Hello Everyone! All the Vegan and Vegetarian recipes were starting the take up the entire side bar of my page. I’m going to put all the delicious Vegan recipes I’ve already posted and link them to this page. To be fair, I’m going to throw in a couple of new Vegan recipes! Vegan Blueberry Crisp and Garbanzo Orzo!
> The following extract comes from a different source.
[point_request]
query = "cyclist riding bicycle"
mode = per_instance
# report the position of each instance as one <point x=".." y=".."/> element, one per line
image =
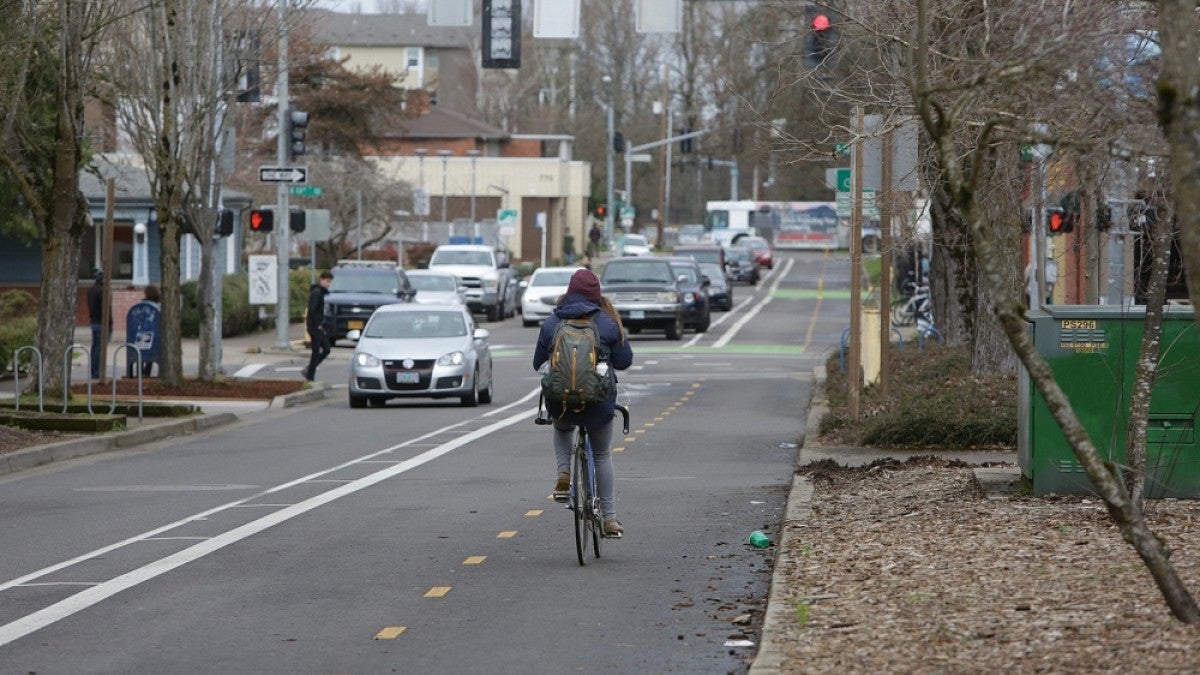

This recipe is very easy and you will love it! I found it on VegWeb.com
- 2 Tbsp Olive Oil
- 1 Medium Onion- Chopped
- 2 Tsp Fresh Rosemary- Minced, or 1 Tsp Dried & Crumbled
- 2 16oz Cans of Garbanzo Beans (Chick-Peas), Drained & Rinsed
- 1 16oz Can Chopped Tomatoes with Juice
- 1 & 1/4 Cups Orzo
- Salt and Pepper to Taste
Prepare the orzo – Bring a large pot of water to a boil and then add orzo and stir. Cook for 5 minutes, or until Orzo is still slightly under cooked. Strain water. While the orzo is cooking, prepare the tomato and onion mixture. Place a large skillet over medium heat until warm, then add olive oil. Once olive oil is warm, not hot! Add rosemary and onion, saute until onion begins to caramelize, it will be translucent and beginning to turn light brown. Add the garbanzo beans to your skillet and cook for 6 minutes, then add the tomatoes with juice, reduce heat and simmer for 12 minutes. Add the partially cooked orzo, cover and simmer on low until orzo is tender. About 6-7 minutes. Keep an eye on this and add water or vegetable broth if the mixture begins to stick or starts to look dry. When orzo is tender, salt and pepper to taste. Enjoy!
Vegan blueberry crisp
- 2 Cups Quick Oats
- 1 Cup Brown Sugar
- 1 Cup Flour
- 3/4 Cup Earth Balance or other Vegan Butter Substitute- Melted
- 1 Tbsp Flour
- 1/2 Cup Raw Sugar
- 3/4 Cup Water
- 2 Tbsp Lemon Juice
- 2 Cups Fresh Blueberries
- 1/8 Tbsp Salt
Preheat oven to 350 degrees F. In a Medium-Large mixing bowl add oats, brown sugar, and flour and stir well. Add butter substitute and mix together well. Keep 3/4 Cup of mixture to the side. Press the rest into the bottom of an 8 inch square dish. In a medium sauce pan, combine blueberries, water, lemon juice, 1Tbsp flour, raw sugar and salt, stir well. Simmer over low-medium to medium heat for 5 minutes. Pour the blueberry mixture into the baking dish and crumble the 3/4 Cup oat mixture over the top. Cook for 30 – 35 minutes at 350 degrees F. Enjoy!